Beyond Compliance: How AI Could Help Creative Writers by Refusing Them
For HCI and creativity support researchers, this work provides empirical insights into designing strategic friction in AI interactions to balance reliance and reflection.
The study explored how intentional AI non-compliance (refusals) can foster reflection in creative writing, finding that its effectiveness depends on alignment with user preferences across situational, cognitive, and relational dimensions.

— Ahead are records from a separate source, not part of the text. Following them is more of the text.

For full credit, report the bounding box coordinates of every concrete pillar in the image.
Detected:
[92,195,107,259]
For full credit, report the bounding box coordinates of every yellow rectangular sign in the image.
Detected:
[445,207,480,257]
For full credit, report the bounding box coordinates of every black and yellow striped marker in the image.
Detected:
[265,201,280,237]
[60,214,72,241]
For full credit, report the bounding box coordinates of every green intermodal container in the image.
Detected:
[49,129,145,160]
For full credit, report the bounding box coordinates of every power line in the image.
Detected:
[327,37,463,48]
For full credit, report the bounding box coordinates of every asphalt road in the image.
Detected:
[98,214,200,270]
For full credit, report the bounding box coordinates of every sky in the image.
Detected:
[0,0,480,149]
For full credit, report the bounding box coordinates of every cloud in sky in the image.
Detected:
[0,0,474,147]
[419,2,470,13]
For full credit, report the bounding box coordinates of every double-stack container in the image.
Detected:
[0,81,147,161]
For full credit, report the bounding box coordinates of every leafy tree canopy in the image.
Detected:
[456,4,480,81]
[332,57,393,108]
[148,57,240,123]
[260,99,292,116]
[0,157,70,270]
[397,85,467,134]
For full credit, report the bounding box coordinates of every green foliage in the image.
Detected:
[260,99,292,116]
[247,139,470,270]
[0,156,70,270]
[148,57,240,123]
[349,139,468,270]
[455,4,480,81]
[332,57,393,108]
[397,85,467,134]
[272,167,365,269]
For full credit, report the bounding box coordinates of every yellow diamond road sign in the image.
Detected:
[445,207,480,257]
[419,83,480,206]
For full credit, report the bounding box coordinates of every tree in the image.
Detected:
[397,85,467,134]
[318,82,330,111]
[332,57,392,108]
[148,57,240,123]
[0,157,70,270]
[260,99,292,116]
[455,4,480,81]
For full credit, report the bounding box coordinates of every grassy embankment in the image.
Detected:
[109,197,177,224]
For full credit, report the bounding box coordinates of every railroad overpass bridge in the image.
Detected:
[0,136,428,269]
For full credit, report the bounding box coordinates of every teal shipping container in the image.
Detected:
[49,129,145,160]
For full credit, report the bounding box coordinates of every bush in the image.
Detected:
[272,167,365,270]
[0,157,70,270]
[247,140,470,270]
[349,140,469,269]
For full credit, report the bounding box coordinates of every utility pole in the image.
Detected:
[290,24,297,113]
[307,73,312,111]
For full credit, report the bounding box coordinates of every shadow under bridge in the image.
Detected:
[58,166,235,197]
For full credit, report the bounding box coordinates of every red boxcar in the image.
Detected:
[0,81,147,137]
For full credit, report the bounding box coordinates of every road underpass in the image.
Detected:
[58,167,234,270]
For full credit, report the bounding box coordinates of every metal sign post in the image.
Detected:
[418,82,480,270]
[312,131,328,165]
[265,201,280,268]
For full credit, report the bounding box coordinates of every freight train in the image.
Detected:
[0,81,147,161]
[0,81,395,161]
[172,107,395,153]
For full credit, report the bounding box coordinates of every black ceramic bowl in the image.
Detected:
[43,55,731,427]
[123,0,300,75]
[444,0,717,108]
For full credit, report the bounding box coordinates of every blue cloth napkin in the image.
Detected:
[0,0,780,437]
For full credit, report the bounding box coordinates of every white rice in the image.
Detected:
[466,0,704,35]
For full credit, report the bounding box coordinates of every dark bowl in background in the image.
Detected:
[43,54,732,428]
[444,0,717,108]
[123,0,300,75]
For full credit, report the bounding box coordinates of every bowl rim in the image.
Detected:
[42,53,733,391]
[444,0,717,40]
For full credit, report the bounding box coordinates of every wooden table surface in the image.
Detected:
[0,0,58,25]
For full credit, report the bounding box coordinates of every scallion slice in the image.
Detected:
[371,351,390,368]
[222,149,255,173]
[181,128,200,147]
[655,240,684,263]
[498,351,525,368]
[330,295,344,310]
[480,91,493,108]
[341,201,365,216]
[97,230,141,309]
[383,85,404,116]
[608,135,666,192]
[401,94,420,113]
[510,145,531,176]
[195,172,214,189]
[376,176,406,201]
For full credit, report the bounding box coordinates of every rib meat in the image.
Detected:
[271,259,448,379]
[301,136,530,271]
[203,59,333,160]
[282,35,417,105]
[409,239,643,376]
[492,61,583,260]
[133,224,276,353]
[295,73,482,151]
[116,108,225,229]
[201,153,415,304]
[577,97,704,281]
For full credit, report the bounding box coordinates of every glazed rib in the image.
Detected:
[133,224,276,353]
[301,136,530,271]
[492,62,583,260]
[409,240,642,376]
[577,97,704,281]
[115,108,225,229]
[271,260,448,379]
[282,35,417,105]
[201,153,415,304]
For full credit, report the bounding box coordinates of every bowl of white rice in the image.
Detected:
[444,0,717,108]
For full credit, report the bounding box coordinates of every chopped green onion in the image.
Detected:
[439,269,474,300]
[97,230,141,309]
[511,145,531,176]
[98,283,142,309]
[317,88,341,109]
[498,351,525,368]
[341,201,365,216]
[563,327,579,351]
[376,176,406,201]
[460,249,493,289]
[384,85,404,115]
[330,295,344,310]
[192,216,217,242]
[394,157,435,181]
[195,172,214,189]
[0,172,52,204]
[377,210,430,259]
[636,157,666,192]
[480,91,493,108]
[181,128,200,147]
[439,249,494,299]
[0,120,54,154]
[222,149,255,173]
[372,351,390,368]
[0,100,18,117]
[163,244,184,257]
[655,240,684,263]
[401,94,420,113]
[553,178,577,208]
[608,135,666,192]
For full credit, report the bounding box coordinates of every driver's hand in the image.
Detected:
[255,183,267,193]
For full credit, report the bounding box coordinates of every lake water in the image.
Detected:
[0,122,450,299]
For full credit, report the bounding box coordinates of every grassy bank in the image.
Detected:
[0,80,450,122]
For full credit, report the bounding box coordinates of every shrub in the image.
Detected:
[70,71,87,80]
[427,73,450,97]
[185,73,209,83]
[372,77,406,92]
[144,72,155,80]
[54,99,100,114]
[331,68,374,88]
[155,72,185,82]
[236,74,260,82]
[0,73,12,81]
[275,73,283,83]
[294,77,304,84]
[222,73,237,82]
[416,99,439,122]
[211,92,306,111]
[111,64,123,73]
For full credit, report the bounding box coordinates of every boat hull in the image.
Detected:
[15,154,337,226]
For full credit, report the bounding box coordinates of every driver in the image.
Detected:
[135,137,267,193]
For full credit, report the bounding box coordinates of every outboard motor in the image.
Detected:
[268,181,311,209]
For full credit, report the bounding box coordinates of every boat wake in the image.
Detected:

Mainstream creativity support design prioritizes compliant AI for seamless writing interactions, but concerns over inappropriate AI reliance highlight the need for designs fostering reflection on balanced AI and non-AI resource use. Theoretically, intentional AI non-compliance, refusals (saying ``no'' to requests), could introduce such reflection through friction stronger than other bypass-able solutions. Practically, refusal content/language characteristics lead to nuanced reactions. However, little research empirically focuses on nuances beyond mandatory ethical/technical constraints, on turning refusals into strategic friction for `innocuous' requests. We address this through a qualitative study with 22 creative writers, exploring reactions to refusals to common requests across writing stages (planning, translating, reviewing). Findings suggest that reflective potential depends on heterogeneous preference alignment along situational (e.g., convergent/divergent thinking phases), cognitive (e.g., domain beliefs), and relational (e.g., AI roles) dimensions. We discuss implications for creativity support, broader issues (e.g., AI addiction), and frictional/seamful AI design (e.g., integrating different compliance levels).